Speeding up XML processing using Chronicle Queue

Background

Inspired by frustration with performance problems with a trade XML processing solution…

How fast?

Below I describe an XML processing pipeline that can:

Ingest and persist to disk XML at the rate of 150MB/sec, while simultaneously
Normalising each incoming XML (extract values from the XML, 50 tags configured as xpaths) and persist results to disk, while simultaneously
Building an index over all normalised values to in-memory store and absorbing thousands of queries executed against indexed data

The test scenario described below (see throughput test) simulates the ingestion of 1M XML messages of average size 29K, normalisation of them, indexing of them and executing queries against the index continuously. The test runs in 10 minutes, converting 29G of XML into 1.1GB of normalised data and an index of size 500MB, while concurrently executing 2000 queries returning 1.2GB of data.

Above scenario focuses on throughput but this pipeline also exhibits very impressive latency numbers - with messages moving between components typically < 20μs.

How does it work?

Design Principles

Fast & efficient
- Able to absorb significant load on a single box - no hadoop etc. cluster required
Mechanical sympathy
- Cache oblivious, streaming architecture
- Minimise pointer chasing - XML and Java objects backed by byte array
- No thread synchronisation - components are single threaded, although quite possible to use a thread pool for CPU-intensive tasks
- Efficient usage of disk - as little random access as possible
- Use the OS features - make use of its VM subsystem to transparently map files to memory and vice versa
Pipeline architecture
- Each component acts like a unix utility - accepting input from a Chronicle, and writing output to a Chronicle
- Persist to disk so processing can restart in case of component failure
Minimise GC
- Most components don’t generate garbage in their core processing, if they do it is only when they call out to 3rd party libraries
- Because of low amount of garbage created, GC pauses are short and heap usage low
Careful choice of libraries and implementation for performance e.g. index implemented with Trove collections to reduce memory use, GC, and pointer chasing

Implementation

Peter Lawrey’s fantastic Chronicle-Queue
Trove collections

Component diagram

Solution

Components

Receiver

Receives XML, assigns an ID, and persists to disk together with received timestamp. Core processing does not generate any garbage and streams XML straight out to disk. Very low latency and very high throughput. This job of this component is to “land” incoming XML to disk and make it available for downstream processing pipelines.

Normaliser

“Tails” persisted XML queue, loads XML, extracts configured subset of individual tag values from the XML, and persists to disk in normalised queue. Three versions have been implemented:

JAXB implementation converts the XML to a Java object in memory - this takes the most up-front time but is suitable for very complex and very numerous extractions of tags from XML
XOM implementation uses XOM to execute configured xpaths against XML
Custom implementation that makes use of a low latency hand-written XML parser and cut-down support for an xpath subset. Low garbage and considerably lower latency and higher throughout than JAXB and XOM impls. This is used for benchmark figures quoted on this page. Further performance optimisation on this component still possible.

Indexer

Tails normalised queue and builds an in-memory index of every normalised value.

Queryer

Allows basic queries to be executed suchs as:

load xml or normalised data by ID
find xml or normalised data by indexed values

ContinuousQuery

Continuous queries e.g. count of received messages in last 10 seconds, alert where a trade’s attributes have changed

DBWriter

Not implemented yet. Will write to relational tables.

Downstream analytics

Not implemented yet.

Latency test small messages

Generate small XML messages (955 chars) at a slower rate than throughput test so as to reduce load on system and ensure that all components can keep up.

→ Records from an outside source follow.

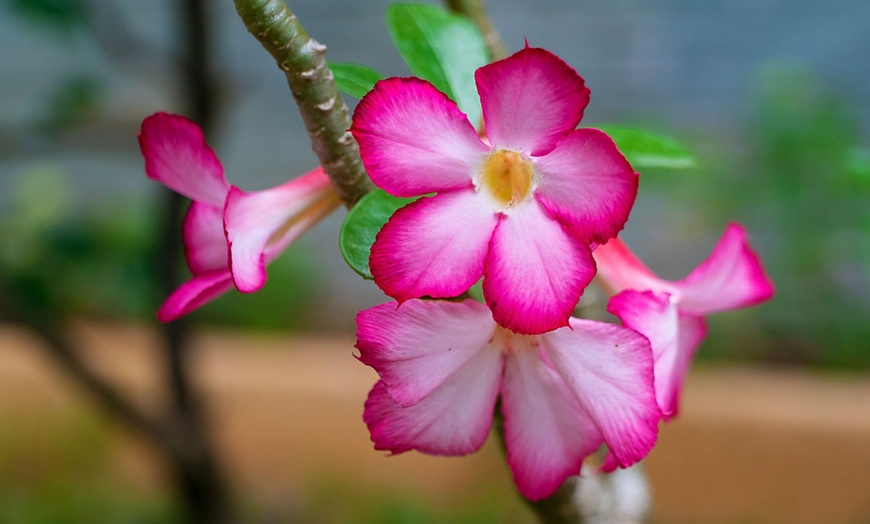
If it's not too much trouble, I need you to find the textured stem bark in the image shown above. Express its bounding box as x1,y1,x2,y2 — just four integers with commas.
445,0,507,60
235,0,372,207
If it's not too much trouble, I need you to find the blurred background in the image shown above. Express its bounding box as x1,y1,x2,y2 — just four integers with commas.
0,0,870,523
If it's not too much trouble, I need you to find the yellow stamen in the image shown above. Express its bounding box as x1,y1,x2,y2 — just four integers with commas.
481,149,533,207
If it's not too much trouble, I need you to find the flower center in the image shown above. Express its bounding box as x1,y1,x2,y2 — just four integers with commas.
481,149,533,207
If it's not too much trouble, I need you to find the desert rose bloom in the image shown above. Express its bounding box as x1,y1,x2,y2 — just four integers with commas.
356,299,661,500
139,113,339,322
351,47,637,334
594,224,773,418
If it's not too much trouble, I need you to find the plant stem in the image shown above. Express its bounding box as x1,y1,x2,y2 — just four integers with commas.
492,412,583,524
235,0,372,207
445,0,507,60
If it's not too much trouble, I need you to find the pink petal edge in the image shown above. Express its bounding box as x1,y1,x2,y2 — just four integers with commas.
356,300,496,407
139,113,229,208
369,190,497,303
350,78,489,197
224,168,340,293
483,200,595,335
534,129,638,244
157,268,233,322
541,318,662,467
501,346,602,501
673,223,774,315
474,47,589,156
363,340,502,455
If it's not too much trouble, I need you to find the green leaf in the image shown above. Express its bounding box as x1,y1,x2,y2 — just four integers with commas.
338,189,415,279
387,4,489,126
597,126,697,169
329,62,384,98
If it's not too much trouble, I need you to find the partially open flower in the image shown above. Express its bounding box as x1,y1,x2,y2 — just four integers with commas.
139,113,339,322
594,224,773,418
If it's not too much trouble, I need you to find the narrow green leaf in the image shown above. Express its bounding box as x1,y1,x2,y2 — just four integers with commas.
387,4,489,126
338,189,415,279
596,126,697,169
329,62,384,98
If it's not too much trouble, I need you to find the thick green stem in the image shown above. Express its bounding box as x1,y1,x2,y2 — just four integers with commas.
235,0,372,207
445,0,507,60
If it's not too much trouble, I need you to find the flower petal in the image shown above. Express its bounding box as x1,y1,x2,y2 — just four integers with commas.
607,290,703,419
157,268,233,322
363,346,502,455
534,129,638,244
474,47,589,156
356,300,496,407
369,191,498,302
592,238,672,295
501,346,603,500
350,78,489,197
181,200,229,275
674,223,773,315
541,318,661,467
139,113,229,208
224,168,340,293
483,200,595,335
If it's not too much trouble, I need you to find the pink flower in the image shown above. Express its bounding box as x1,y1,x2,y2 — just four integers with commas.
351,47,637,334
139,113,339,322
594,224,773,418
356,300,661,500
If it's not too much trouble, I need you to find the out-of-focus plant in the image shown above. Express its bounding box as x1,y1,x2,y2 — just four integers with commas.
668,66,870,369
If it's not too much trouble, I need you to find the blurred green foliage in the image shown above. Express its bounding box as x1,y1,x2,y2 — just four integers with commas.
5,0,90,36
646,66,870,369
0,412,177,524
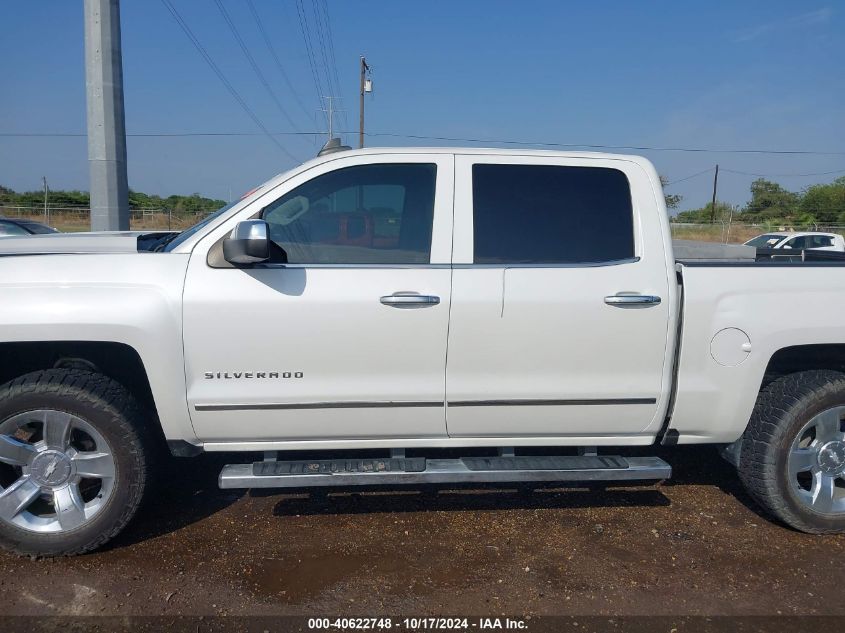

MacBook Pro 4 cores and SSD:
- Average latency from msg written by receiver, to normaliser reading it is 9μs with 90% under 10μs and 99% under 15μs
- Average latency from msg written by receiver, to normaliser reading it, and parsing XML is 10μs with 90% under 11μs and 99% under 21μs
- Average latency from msg written by normaliser to indexer reading it is 10μs
- Average latency from msg written by normaliser to indexer reading it and adding to in-memory index is 16μs

Performance

Test harness uses approx 110 example FpMLs from FpML website, some of which have been increased in size, and values substituted values e.g. tradeId, tradeDate etc. Average size of each XML file is approx 29K.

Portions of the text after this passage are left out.